Trial design and rationale of TY-51924 as a novel Na+/H+ exchanger inhibitor in patients with ST-elevation acute myocardial infarction undergoing percutaneous coronary intervention

Abstract

Background

Reperfusion therapy limits infarct size and improves survival in patients with ST-elevation myocardial infarction (STEMI). However, reperfusion itself may, in some cases, deteriorate myocardial damage, causing the so-called ischemia-reperfusion injury. Activation of the Na⁺/H⁺ exchanger (NHE) at the time of reperfusion plays an important role in ischemia-reperfusion injury. We designed a Phase IIa proof of concept clinical trial to evaluate the potential of TY-51924, an NHE inhibitor, as adjunctive therapy to primary percutaneous coronary intervention (pPCI) for patients with STEMI.

Methods

This is a multicenter, randomized, double-blind, placebo-controlled clinical trial designed to evaluate the efficacy and the safety of TY-51924 in patients with first anterior STEMI who are undergoing pPCI. Immediately before pPCI, a bolus intravenous injection followed by infusion of TY-51924 (up to 30mg/kg) or placebo was administered.

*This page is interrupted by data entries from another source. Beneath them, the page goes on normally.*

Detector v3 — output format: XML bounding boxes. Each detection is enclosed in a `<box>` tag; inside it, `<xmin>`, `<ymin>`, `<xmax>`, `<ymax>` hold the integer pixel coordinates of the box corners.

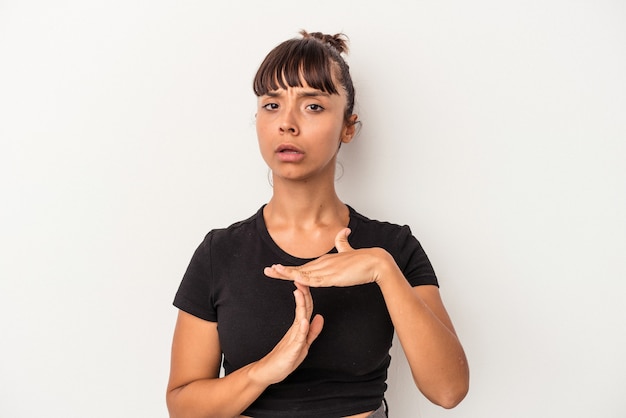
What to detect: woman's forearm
<box><xmin>377</xmin><ymin>256</ymin><xmax>469</xmax><ymax>408</ymax></box>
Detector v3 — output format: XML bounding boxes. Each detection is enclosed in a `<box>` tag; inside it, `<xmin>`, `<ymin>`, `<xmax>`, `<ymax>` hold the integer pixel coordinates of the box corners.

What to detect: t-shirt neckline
<box><xmin>256</xmin><ymin>205</ymin><xmax>357</xmax><ymax>266</ymax></box>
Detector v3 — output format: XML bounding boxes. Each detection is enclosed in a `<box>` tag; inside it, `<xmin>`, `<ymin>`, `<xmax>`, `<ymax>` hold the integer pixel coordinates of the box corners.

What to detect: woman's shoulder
<box><xmin>347</xmin><ymin>205</ymin><xmax>410</xmax><ymax>233</ymax></box>
<box><xmin>197</xmin><ymin>207</ymin><xmax>263</xmax><ymax>245</ymax></box>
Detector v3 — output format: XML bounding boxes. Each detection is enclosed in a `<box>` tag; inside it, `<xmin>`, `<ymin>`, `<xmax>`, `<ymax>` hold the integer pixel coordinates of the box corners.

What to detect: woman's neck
<box><xmin>264</xmin><ymin>183</ymin><xmax>348</xmax><ymax>229</ymax></box>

Primary endpoints were myocardial salvage index (MSI) determined by ²⁰¹Tl/¹²³I-beta-methyl-p-iodophenyl pentadecanoic acid (BMIPP) dual-isotope single photon emission computed tomography (SPECT) performed 3–5 days after pPCI, and safety up to 7 days. Secondary endpoints were the degree of myocardial injury based on cardiac enzyme release and QRS score by electrocardiogram (ECG), cardiac functions determined by SPECT or magnetic resonance imaging (MRI), and safety up to 3 months following pPCI. Furthermore, MRI studies were also performed where possible 3–7 days and 3 months after pPCI.

Discussion

The appropriateness of assessing safety and efficacy of TY-51924 as adjunctive therapy to pPCI for patients with STEMI will be discussed in this study plan.